How many Americans are in Afghanistan?
Thousands of US citizens who provided various types of support to the military invasion have yet to be evacuated, following days of chaos at the airport
After two long decades, with thousands of casualties on both sides, America's longest war has come to an end.
With images reminiscent of the US withdrawal from Vietnam, the world has watched in horror as thousands of Afghans fled to the last remaining US holdout, Hamid Karzai International Airport, desperate to escape Taliban rule.
On Tuesday, 17 August, National Security Advisor Jake Sullivan held a press briefing from the White House to inform the public on the administration's plans in the ongoing evacuation.

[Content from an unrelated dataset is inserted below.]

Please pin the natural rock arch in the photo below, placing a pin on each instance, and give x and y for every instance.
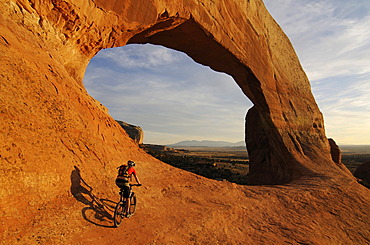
(50, 128)
(285, 130)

After days of chaos, Sullivan said that the US military had secured the airport and that it “is open, and U.S. military evacuation flights are taking off.” The operation, being carried out by the Department of Defense, aims to evacuate “American citizens and Afghan nationals who worked with us, along with other vulnerable Afghans," as quickly as possible.
However, more than a week after the Taliban’s takeover, the federal government has yet to release any solid figures on how many American’s remain in the country.
Updates from the Department of Defense
While late last week, the Department had told the media that US forces had not had any “hostile interactions, no attack and no threat by the Taliban" since the group took Kabul, these statements have been adjusted.
Press Secretary Kirby admitted that the Department had seen reports of Americans being held up Taliban run checkpoints but that “by and large, what we’ve been seeing is that Americans are able to get through those checkpoints and are able to get onto the airfield.”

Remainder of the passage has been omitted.